Liberia is a country that spent fourteen years in a civil war, with many of its children recruited to fight as soldiers or support staff. Once the civil war was over, both men and women have struggled with demobilization, often depending on drugs to cope with past atrocities. Given this situation with so much suffering, Narconon drug educator Joe Appiah left his home in Ghana and traveled to Liberia to spread hope of drug-free lives.

Narconon Liberia marching on UN Day

On June 26, 2015, Joe and his anti-drug volunteers joined with the Liberian Drug Enforcement Administration to create an event for public education. Together, they marched down a Monrovia street with a banner promoting the United Nations International Day Against Drug Abuse and Illicit Trafficking. At the end of their march, the group met at the William V. S. Tubman High School for a community meeting on how to fight drug abuse. Appiah suited up his volunteers with t-shirts that read “Let’s develop our lives, our communities, our identities without drugs,” the UN slogan for this day’s event.

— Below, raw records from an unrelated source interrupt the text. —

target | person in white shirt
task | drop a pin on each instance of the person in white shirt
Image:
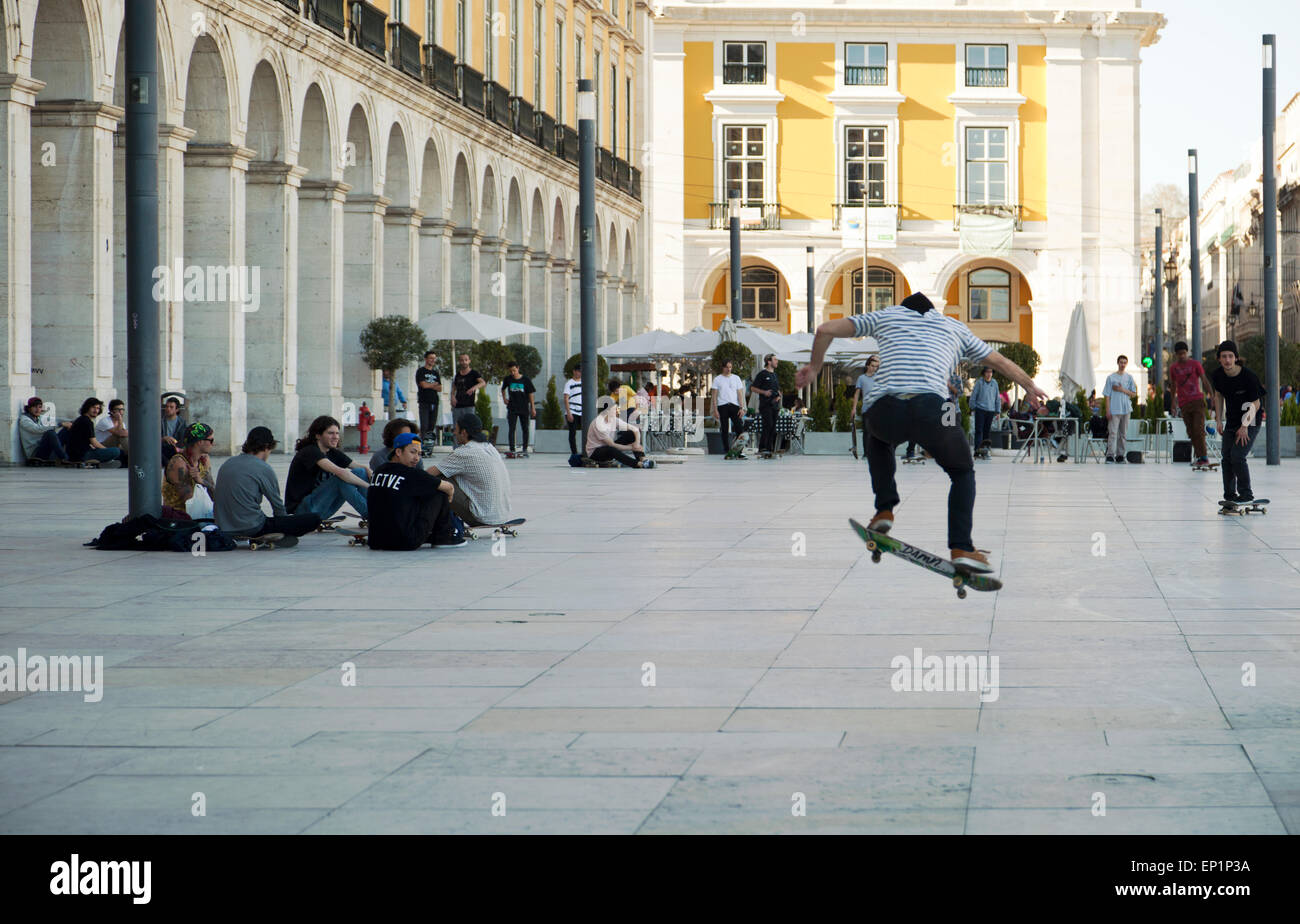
(728, 399)
(1121, 390)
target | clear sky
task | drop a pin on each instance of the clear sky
(1201, 83)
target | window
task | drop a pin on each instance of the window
(880, 287)
(744, 163)
(744, 63)
(460, 30)
(986, 166)
(986, 65)
(865, 163)
(989, 295)
(865, 64)
(758, 294)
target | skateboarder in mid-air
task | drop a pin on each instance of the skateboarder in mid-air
(910, 400)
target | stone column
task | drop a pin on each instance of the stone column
(271, 316)
(320, 300)
(216, 270)
(363, 291)
(464, 268)
(72, 259)
(17, 98)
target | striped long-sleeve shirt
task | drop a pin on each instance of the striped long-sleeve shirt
(918, 350)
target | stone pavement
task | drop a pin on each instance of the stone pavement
(519, 681)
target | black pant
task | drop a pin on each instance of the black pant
(983, 425)
(291, 524)
(428, 419)
(767, 424)
(729, 415)
(1236, 471)
(607, 452)
(521, 416)
(919, 420)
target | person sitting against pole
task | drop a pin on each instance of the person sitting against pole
(321, 478)
(186, 472)
(391, 430)
(410, 506)
(479, 473)
(82, 445)
(39, 442)
(610, 438)
(242, 484)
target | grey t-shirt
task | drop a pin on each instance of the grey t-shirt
(242, 482)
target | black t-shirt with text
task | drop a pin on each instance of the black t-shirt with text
(767, 381)
(427, 395)
(402, 506)
(516, 391)
(462, 386)
(1238, 391)
(304, 474)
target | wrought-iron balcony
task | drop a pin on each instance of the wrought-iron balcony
(521, 118)
(404, 43)
(329, 14)
(368, 29)
(498, 103)
(986, 77)
(545, 131)
(440, 70)
(754, 216)
(837, 213)
(1013, 212)
(471, 85)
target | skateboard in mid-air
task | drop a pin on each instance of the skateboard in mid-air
(1243, 507)
(961, 577)
(499, 529)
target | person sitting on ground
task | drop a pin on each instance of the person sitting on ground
(111, 429)
(243, 481)
(82, 445)
(186, 473)
(479, 473)
(391, 430)
(173, 428)
(610, 438)
(321, 478)
(39, 442)
(410, 506)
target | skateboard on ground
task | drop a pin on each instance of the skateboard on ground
(1243, 507)
(498, 529)
(961, 577)
(267, 541)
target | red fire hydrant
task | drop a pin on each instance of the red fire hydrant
(364, 421)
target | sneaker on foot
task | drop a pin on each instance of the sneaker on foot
(971, 560)
(882, 521)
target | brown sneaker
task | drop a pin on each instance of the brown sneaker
(971, 560)
(882, 521)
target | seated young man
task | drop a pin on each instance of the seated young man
(479, 472)
(408, 506)
(610, 437)
(243, 481)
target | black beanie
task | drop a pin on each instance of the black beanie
(918, 302)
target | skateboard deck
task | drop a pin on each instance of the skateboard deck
(961, 577)
(1243, 507)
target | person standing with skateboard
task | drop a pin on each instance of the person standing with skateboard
(1236, 400)
(910, 399)
(1187, 374)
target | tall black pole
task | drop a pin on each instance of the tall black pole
(586, 250)
(1272, 406)
(1157, 360)
(733, 212)
(1194, 256)
(144, 445)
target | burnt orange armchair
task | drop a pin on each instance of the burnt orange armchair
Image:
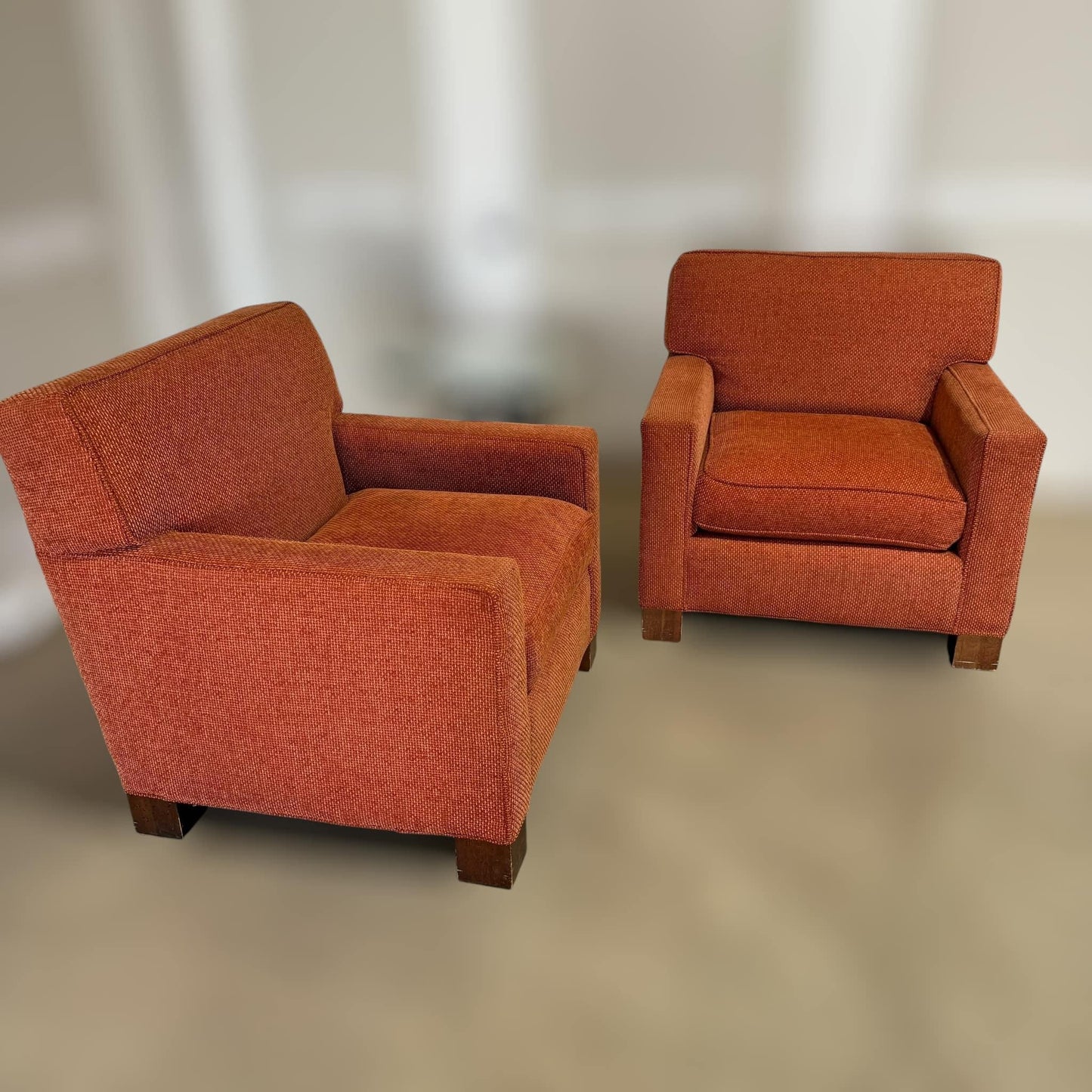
(283, 608)
(828, 444)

Narconon Ghana and Liberia staff

“It is so important to help all Liberians all learn that they can have a better life if they stop using drugs,” Joe said. “Also, this helps prevent the spread of drugs like HIV, hepatitis and even ebola. Liberia is now free from ebola and we are happy to have helped the country achieve this goal with our anti-drug work over the past year.”

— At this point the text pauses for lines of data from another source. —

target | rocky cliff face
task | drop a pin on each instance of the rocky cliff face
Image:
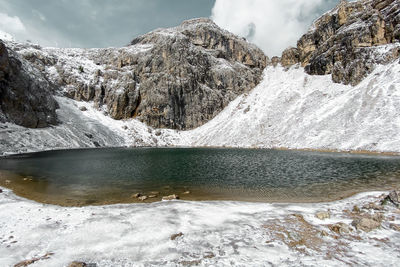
(343, 42)
(175, 78)
(25, 96)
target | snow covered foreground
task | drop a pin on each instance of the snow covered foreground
(213, 234)
(288, 109)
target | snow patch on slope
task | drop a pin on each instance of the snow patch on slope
(6, 36)
(288, 109)
(294, 110)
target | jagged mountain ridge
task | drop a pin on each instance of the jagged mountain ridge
(170, 78)
(25, 95)
(289, 108)
(341, 41)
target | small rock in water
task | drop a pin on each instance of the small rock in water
(322, 215)
(394, 197)
(142, 198)
(175, 236)
(77, 264)
(324, 233)
(356, 208)
(373, 206)
(170, 197)
(340, 228)
(365, 224)
(395, 227)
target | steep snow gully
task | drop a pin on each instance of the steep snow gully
(288, 109)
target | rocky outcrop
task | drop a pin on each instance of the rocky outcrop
(170, 78)
(25, 96)
(343, 42)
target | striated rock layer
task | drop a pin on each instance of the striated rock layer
(25, 95)
(175, 78)
(342, 41)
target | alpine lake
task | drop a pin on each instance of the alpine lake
(82, 177)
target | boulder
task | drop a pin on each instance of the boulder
(170, 197)
(365, 224)
(26, 96)
(342, 41)
(340, 228)
(142, 198)
(175, 236)
(322, 215)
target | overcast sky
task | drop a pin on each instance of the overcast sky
(271, 24)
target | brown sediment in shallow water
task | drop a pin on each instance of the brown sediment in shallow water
(323, 150)
(29, 187)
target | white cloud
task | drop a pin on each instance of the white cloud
(39, 15)
(12, 25)
(272, 25)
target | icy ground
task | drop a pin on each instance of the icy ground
(288, 109)
(213, 233)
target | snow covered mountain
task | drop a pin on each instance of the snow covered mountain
(296, 105)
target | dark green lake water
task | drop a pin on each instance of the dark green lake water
(113, 175)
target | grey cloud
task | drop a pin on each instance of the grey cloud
(99, 23)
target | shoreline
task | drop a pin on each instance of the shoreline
(70, 201)
(182, 233)
(321, 150)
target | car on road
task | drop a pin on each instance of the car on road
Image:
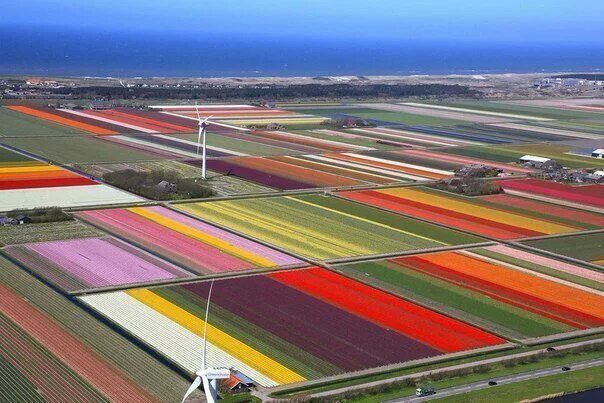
(425, 391)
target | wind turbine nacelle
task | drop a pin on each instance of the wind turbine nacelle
(218, 373)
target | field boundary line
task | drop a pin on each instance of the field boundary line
(420, 374)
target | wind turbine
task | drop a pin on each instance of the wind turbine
(208, 376)
(203, 124)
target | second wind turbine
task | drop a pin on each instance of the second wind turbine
(203, 124)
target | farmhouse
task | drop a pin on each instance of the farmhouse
(536, 162)
(238, 382)
(598, 153)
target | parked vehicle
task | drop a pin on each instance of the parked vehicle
(425, 391)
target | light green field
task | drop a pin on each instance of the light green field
(238, 145)
(19, 234)
(326, 227)
(15, 124)
(534, 111)
(569, 382)
(465, 304)
(588, 247)
(512, 152)
(79, 149)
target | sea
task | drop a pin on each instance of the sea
(81, 53)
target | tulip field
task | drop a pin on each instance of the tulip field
(342, 242)
(52, 350)
(29, 183)
(498, 216)
(290, 326)
(508, 291)
(81, 264)
(325, 227)
(201, 247)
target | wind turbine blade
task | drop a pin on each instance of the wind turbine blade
(192, 388)
(205, 326)
(199, 138)
(210, 393)
(197, 110)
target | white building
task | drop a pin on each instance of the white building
(533, 159)
(599, 153)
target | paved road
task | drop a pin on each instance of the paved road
(504, 380)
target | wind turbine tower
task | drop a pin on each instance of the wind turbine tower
(203, 124)
(208, 376)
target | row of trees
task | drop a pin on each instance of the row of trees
(323, 91)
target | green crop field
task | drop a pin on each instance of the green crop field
(237, 145)
(326, 227)
(386, 116)
(453, 300)
(42, 232)
(140, 366)
(354, 141)
(82, 149)
(569, 382)
(15, 124)
(516, 109)
(588, 247)
(10, 157)
(513, 152)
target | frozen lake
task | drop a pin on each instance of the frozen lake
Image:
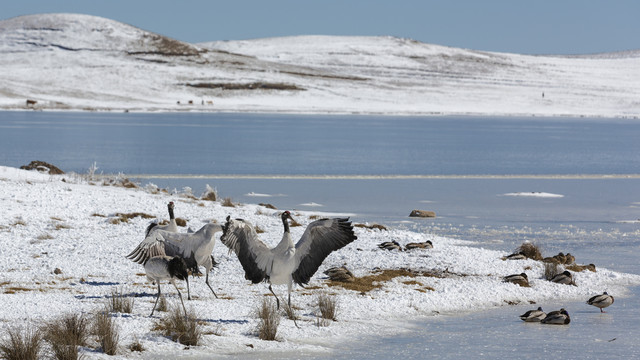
(576, 191)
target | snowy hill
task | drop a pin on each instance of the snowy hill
(70, 61)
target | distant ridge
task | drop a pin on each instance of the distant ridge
(83, 62)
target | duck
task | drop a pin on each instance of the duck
(421, 245)
(570, 259)
(559, 317)
(390, 245)
(516, 256)
(562, 258)
(563, 278)
(518, 279)
(533, 315)
(341, 274)
(601, 301)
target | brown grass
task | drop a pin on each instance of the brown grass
(125, 217)
(106, 330)
(371, 227)
(120, 303)
(328, 306)
(22, 344)
(136, 346)
(44, 237)
(183, 329)
(374, 281)
(66, 334)
(551, 270)
(227, 202)
(530, 250)
(269, 319)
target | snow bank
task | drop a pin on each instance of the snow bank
(58, 222)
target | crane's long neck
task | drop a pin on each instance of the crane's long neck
(171, 216)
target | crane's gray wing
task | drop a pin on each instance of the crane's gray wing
(152, 245)
(256, 258)
(318, 241)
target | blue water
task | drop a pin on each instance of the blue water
(186, 143)
(593, 220)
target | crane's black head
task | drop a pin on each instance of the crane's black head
(178, 268)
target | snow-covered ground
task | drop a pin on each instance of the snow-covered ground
(81, 62)
(64, 222)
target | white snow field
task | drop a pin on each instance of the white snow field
(82, 62)
(65, 222)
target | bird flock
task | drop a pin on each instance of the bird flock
(167, 254)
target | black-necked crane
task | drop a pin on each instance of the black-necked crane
(601, 301)
(160, 268)
(195, 248)
(172, 226)
(533, 315)
(286, 263)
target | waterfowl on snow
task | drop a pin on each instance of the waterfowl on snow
(533, 315)
(518, 279)
(601, 301)
(563, 278)
(516, 256)
(420, 245)
(559, 317)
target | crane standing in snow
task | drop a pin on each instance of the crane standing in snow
(160, 268)
(195, 248)
(286, 263)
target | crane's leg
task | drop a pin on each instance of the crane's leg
(157, 298)
(188, 291)
(180, 295)
(274, 294)
(206, 280)
(290, 285)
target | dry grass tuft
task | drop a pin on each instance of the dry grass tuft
(269, 319)
(19, 222)
(227, 202)
(163, 305)
(370, 282)
(136, 346)
(183, 329)
(120, 303)
(44, 237)
(372, 226)
(328, 306)
(290, 312)
(210, 194)
(106, 330)
(66, 334)
(125, 217)
(579, 268)
(530, 250)
(551, 270)
(22, 344)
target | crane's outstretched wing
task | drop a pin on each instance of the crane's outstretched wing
(152, 245)
(318, 241)
(256, 258)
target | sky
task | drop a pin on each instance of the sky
(525, 27)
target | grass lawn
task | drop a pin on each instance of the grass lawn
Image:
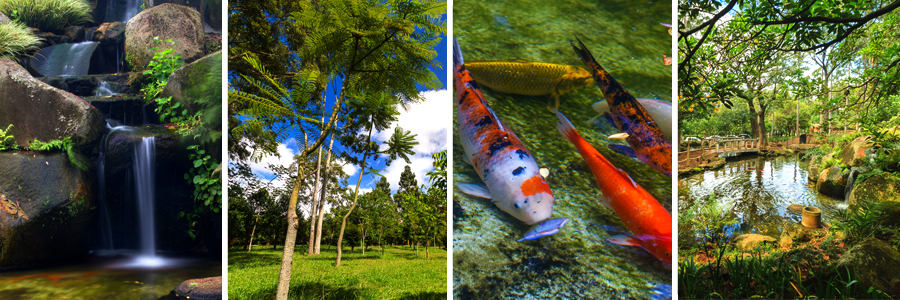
(398, 275)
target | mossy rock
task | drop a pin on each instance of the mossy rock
(876, 263)
(881, 187)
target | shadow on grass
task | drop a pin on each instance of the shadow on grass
(424, 295)
(310, 290)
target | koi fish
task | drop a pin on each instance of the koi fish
(513, 179)
(660, 111)
(530, 78)
(648, 143)
(649, 222)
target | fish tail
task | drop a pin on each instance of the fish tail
(566, 128)
(457, 54)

Joe explained that many of these child soldiers were given drugs when they were recruited and continued to use them while serving as soldiers. Teenaged girls were taken into service as soldiers or prostitutes and struggle, post-civil war, just as much as the boys.

“In so many countries, the government is not able to provide sufficient help for the addicted, so the work of volunteers like Mr. Appiah is doubly valuable,” said Clark Carr of Narconon International in Los Angeles. “Every event like this and every presentation to children in these countries provides more hope of a better future. We’re grateful to Mr. Appiah and his volunteers for their selfless work.”

Since 1966, Narconon rehabilitation centers around the world have been helping the addicted build new, sober lives for themselves. There are some fifty Narconon rehabilitation centers located on six continents and millions of children have been reached with the Narconon anti-drug curriculum.